While studying at Princeton University, Jay Lagemann squeezed in every art history class he could between his load of mathematics courses. He was a math wiz — not an artist. But something about ancient sculptures and craftsmanship grabbed his attention more than any equation could.

It wasn’t until the completion of his college degree, and later a PhD in logic from the Massachusetts Institute of Technology (MIT), that Mr. Lagemann finally gave in to his passion for art and abandoned a halfhearted career in academia.

Artist Jay Lagemann poses with his creations. — Ray Ewing

Now, nearly five decades later, Mr. Lagemann’s sculptures of dancing couples, reading dogs and blue fishermen are found all over the Vineyard and up and down the East Coast. His latest work, a stainless steel sculpture titled Family, which depicts parents, two children and a dog, recently made its home on the Oak Bluffs waterfront.

“It just seemed like it was the right place for [Family],” said Mr. Lagemann, during an interview at his Chilmark home. “With my parents, we summered up here, and went down to Oak Bluffs and the Flying Horses and Giordano’s. We went there as a family to have fun.”

Mr. Lagemann originally created Family in 2009 and publicly displayed it five years later to welcome the Obamas on a trip to the Vineyard. He said that the sculpture is based loosely on his own kin, but is meant to be universal.

“To me, it’s just about the feeling of the sculpture,” he said. “When you look at this piece... I don’t want there to be anything that holds back the natural image or feeling that goes into your brain.”

Jay Lagemann is most known for his Swordfish Harpooner sculpture in Menemsha. — Ray Ewing

Like many of his sculptures, Family is minimalistic and reminiscent of a stick figure drawing pulled straight from a sketch book. Finding his distinctive style and sculpting technique wasn’t easy for Mr. Lagemann, and failure has been a defining characteristic of his artistic career, he said.

“I mean, for like the first 15 years I think I sold one $50 piece,” he said.

Mr. Lagemann became inspired to sculpt while traveling around Europe after graduating from MIT. But as a nomadic young adult without a studio and little art training, he knew that making it as a sculptor was a long shot.

It was around 20 years later, after more traveling around the world, taking sculpting classes here and there and relocating his family to the Vineyard, that Mr. Lagemann created a signature piece that would become an iconic landmark on the Island: the Swordfish Harpooner.

Created for the Chilmark Tricentennial in 1994, the 17-foot-tall bronze sculpture of a fisherman balancing on the tail of a swordfish has stood watch over Menemsha Harbor for nearly three decades.

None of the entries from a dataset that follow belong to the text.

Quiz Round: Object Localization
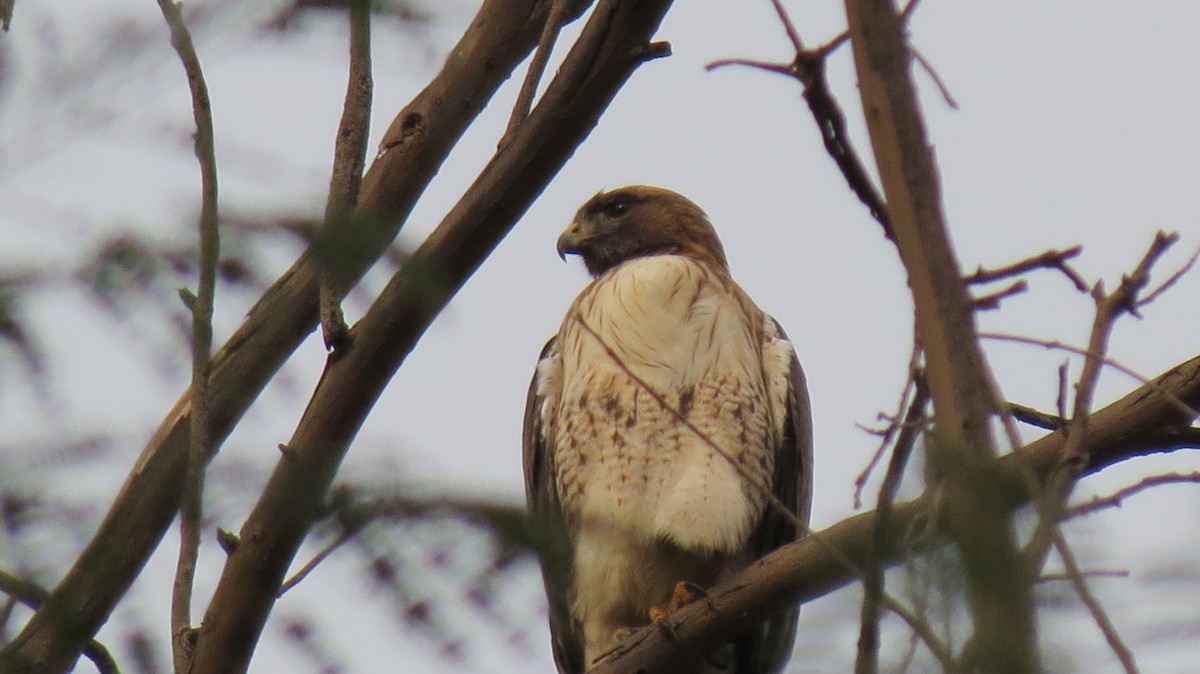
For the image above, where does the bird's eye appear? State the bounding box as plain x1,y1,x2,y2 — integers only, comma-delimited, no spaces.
602,201,629,218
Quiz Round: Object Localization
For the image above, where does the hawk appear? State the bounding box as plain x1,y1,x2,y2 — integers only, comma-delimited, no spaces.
523,186,812,673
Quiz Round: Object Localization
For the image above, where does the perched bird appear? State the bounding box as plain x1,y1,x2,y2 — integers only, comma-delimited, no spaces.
523,186,813,673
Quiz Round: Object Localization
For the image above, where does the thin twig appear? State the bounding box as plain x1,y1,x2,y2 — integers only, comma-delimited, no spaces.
1006,402,1063,430
156,0,218,670
883,594,958,672
1063,472,1200,521
278,530,356,596
1137,243,1198,308
502,0,570,145
0,570,121,674
909,46,958,109
963,245,1086,291
1056,361,1070,422
970,280,1026,311
854,336,922,508
706,0,893,239
980,333,1200,419
1049,531,1139,673
769,0,804,52
856,374,928,674
319,0,373,349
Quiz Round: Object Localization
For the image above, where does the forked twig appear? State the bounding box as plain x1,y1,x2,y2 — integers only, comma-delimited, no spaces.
963,245,1086,291
706,0,893,238
854,335,923,507
319,0,373,349
857,374,929,674
1063,472,1200,521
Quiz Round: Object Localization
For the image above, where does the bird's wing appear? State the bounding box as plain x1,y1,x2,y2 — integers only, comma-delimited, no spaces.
735,317,813,673
522,337,586,674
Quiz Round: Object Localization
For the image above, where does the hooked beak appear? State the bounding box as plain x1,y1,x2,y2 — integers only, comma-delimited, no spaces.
556,221,586,261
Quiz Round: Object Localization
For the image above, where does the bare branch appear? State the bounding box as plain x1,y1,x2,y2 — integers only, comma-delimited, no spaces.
909,46,958,109
970,280,1026,311
318,0,374,349
963,245,1086,291
153,0,220,669
882,594,957,672
857,374,928,674
1063,472,1200,521
502,0,572,145
854,335,923,508
706,3,893,238
277,530,355,597
980,333,1200,420
770,0,805,53
1137,242,1198,308
1007,402,1063,430
1049,531,1139,673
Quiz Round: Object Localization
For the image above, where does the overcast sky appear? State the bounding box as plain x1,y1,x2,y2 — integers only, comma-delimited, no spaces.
2,1,1199,672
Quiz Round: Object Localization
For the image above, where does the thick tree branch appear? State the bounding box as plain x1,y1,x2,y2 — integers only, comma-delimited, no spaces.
0,2,590,672
186,3,674,671
592,354,1200,674
843,0,1034,669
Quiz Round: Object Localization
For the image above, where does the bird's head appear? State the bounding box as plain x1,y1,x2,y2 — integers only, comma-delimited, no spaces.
556,185,729,277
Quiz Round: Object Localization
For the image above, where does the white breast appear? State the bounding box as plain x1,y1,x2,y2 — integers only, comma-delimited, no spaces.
552,256,775,553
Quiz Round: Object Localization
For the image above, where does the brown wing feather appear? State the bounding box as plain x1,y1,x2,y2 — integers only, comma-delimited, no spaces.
735,318,813,673
522,337,586,673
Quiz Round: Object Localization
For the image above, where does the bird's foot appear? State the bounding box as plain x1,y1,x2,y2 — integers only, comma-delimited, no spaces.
648,580,708,622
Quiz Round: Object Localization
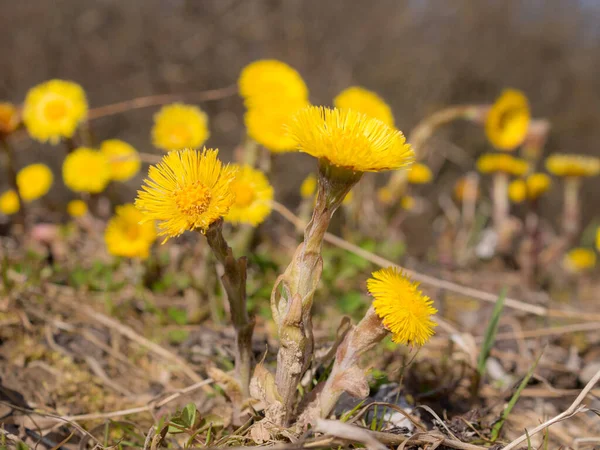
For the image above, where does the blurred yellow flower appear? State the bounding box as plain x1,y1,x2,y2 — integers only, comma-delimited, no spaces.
485,89,530,151
400,195,416,210
377,186,393,205
63,147,112,193
23,79,87,144
334,86,394,127
245,99,310,152
225,165,273,226
100,139,141,182
545,154,600,178
0,102,20,135
17,163,53,202
563,248,596,273
367,267,437,346
526,173,551,199
0,190,19,215
476,153,529,176
67,199,88,218
105,204,157,259
596,228,600,252
152,103,210,151
238,59,308,106
136,148,237,241
407,163,432,184
300,173,317,199
288,106,414,173
508,179,526,204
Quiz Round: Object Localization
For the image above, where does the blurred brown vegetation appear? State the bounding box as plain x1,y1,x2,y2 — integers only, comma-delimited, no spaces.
1,0,599,233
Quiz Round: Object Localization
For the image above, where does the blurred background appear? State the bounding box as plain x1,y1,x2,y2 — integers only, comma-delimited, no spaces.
2,0,600,245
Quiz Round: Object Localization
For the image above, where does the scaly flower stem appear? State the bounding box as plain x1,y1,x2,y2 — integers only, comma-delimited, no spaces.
492,172,509,232
297,307,387,428
271,161,360,425
0,137,27,231
563,177,580,241
205,220,254,398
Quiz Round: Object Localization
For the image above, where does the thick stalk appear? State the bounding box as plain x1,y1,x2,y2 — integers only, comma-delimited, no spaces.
0,137,26,231
492,172,509,232
563,177,580,242
271,162,360,425
297,307,387,428
205,220,254,398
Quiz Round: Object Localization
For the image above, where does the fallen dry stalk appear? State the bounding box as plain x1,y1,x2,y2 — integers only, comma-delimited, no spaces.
271,201,600,322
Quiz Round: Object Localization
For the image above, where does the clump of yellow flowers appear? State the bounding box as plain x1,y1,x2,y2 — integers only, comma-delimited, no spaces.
152,103,210,151
23,79,88,144
105,204,157,259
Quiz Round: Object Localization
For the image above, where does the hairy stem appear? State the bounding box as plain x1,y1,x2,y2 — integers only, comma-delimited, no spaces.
205,220,254,398
492,172,509,232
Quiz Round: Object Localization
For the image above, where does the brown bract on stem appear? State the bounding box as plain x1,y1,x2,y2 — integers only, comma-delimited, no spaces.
269,161,361,426
0,136,27,231
204,219,255,399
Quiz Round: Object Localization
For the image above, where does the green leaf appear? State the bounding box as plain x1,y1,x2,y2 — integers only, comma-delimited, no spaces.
167,307,188,325
181,402,197,429
167,329,190,344
490,350,543,441
477,287,507,376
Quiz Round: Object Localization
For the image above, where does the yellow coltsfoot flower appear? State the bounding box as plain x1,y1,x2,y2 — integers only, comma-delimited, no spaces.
525,173,551,199
17,163,53,202
0,102,20,135
563,248,596,274
225,164,273,226
287,106,414,173
367,267,437,346
238,59,308,106
407,163,433,184
23,79,88,144
476,153,529,177
105,204,157,259
100,139,141,181
300,173,317,199
63,147,112,193
136,148,237,241
485,89,530,150
0,190,20,215
152,103,210,151
334,86,394,127
67,199,88,218
508,179,527,204
545,154,600,178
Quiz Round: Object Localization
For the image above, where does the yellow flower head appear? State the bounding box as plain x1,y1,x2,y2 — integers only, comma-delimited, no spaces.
526,173,551,199
105,204,157,260
152,103,210,151
563,248,596,273
476,153,529,176
485,89,530,150
67,199,88,218
245,99,310,152
0,190,19,215
136,148,237,241
17,163,53,202
300,173,317,199
454,176,480,202
0,102,20,135
407,163,433,184
377,186,394,205
287,106,414,173
400,195,416,211
238,59,308,106
545,154,600,178
23,79,88,144
334,86,394,127
63,147,112,193
225,164,273,226
367,267,437,346
100,139,141,182
508,179,526,204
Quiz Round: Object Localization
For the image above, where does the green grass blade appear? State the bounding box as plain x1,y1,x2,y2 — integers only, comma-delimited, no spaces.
477,287,507,376
490,350,543,441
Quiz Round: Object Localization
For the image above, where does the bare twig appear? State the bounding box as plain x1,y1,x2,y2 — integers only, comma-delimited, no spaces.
502,367,600,450
313,419,387,450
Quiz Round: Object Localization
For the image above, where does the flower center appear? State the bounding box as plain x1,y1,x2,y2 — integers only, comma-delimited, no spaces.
232,182,255,208
174,181,212,217
169,124,191,146
44,99,68,121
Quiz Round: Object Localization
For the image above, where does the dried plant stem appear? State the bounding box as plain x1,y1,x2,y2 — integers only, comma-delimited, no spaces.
0,136,26,231
205,220,254,398
298,307,387,427
562,176,580,241
387,104,488,196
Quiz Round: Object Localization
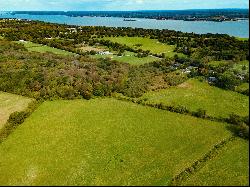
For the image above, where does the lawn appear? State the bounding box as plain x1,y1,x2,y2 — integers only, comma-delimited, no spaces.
16,41,75,56
92,51,159,65
103,37,184,58
182,139,249,186
139,79,249,118
0,92,33,129
0,98,234,186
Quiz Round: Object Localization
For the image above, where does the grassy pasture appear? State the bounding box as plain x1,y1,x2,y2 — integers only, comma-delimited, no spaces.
103,36,184,57
0,92,33,129
16,41,74,56
233,60,249,71
0,98,234,186
139,79,249,118
93,51,159,65
208,60,232,67
182,139,249,186
235,83,249,93
208,60,249,70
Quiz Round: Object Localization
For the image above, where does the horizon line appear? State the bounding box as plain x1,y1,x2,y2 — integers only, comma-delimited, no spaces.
3,8,249,12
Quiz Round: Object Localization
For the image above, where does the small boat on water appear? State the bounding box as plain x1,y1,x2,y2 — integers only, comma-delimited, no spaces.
123,19,137,21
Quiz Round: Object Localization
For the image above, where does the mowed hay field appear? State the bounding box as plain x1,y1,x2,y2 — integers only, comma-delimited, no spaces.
182,139,249,186
104,37,184,57
0,92,33,128
0,98,234,186
16,41,74,56
139,79,249,118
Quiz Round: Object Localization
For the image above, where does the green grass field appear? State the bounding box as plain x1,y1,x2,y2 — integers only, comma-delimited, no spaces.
182,139,249,186
92,51,159,65
235,37,249,41
233,60,249,71
0,92,33,129
16,41,74,56
208,60,249,70
103,37,184,57
0,98,234,186
208,60,232,67
139,79,249,118
235,83,249,93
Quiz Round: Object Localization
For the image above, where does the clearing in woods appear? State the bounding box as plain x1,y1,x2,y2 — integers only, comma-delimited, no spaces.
16,41,75,56
103,36,185,57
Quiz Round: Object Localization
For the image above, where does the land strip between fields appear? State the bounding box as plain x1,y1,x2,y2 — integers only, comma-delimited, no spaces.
169,136,237,186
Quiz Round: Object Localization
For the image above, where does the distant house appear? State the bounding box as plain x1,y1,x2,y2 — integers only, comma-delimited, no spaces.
173,63,181,68
183,69,191,74
182,66,194,74
67,27,77,33
208,77,217,83
98,51,112,55
236,74,245,81
19,40,27,43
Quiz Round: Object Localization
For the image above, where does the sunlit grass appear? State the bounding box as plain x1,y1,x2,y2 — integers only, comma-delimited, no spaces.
0,98,232,186
182,138,249,186
0,92,33,128
16,41,74,56
103,36,185,57
139,79,249,118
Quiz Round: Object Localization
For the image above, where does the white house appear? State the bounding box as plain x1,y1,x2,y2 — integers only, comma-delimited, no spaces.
98,51,113,55
19,40,27,43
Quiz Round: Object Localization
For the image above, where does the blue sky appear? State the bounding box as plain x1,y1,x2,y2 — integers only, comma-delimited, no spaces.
0,0,249,11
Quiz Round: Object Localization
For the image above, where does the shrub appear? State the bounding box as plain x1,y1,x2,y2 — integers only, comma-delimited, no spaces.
167,105,187,114
243,116,249,126
226,114,249,139
194,109,207,118
232,124,249,139
7,111,29,125
227,114,243,125
76,83,93,100
0,100,41,143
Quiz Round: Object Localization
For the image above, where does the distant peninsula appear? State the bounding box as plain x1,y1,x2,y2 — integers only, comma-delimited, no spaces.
11,9,249,22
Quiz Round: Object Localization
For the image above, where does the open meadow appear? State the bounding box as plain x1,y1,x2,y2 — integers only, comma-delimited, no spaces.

“I got the idea from when I grew up here in the 50s,” he said. “My best friend in grade school and high school and his family had a 60-foot schooner that they kept in Menemsha in the summer. They bought a harpoon and would go out and harpoon a couple of swordfish.”

“I really hope that my pieces get better over time,” he added. “Though sometimes you look at stuff and think... that elbow’s wrong.”

More of Jay Lagemann's creations at his Chilmark home. — Ray Ewing

As an artist working in the public domain, Mr. Lagemann said he is accustomed to criticism and knows that any display of his work can be met with mixed reviews. But to him, provoking thought and emotion of any kind from observers is the duty of art.

When it comes to Family, he hopes it encourages visitors and Islanders alike to hold their loved ones tightly.

“With this sculpture and its style, it doesn’t matter who you are or what the color of your skin is,” he said. “You’re going to love your kid. That is universal.”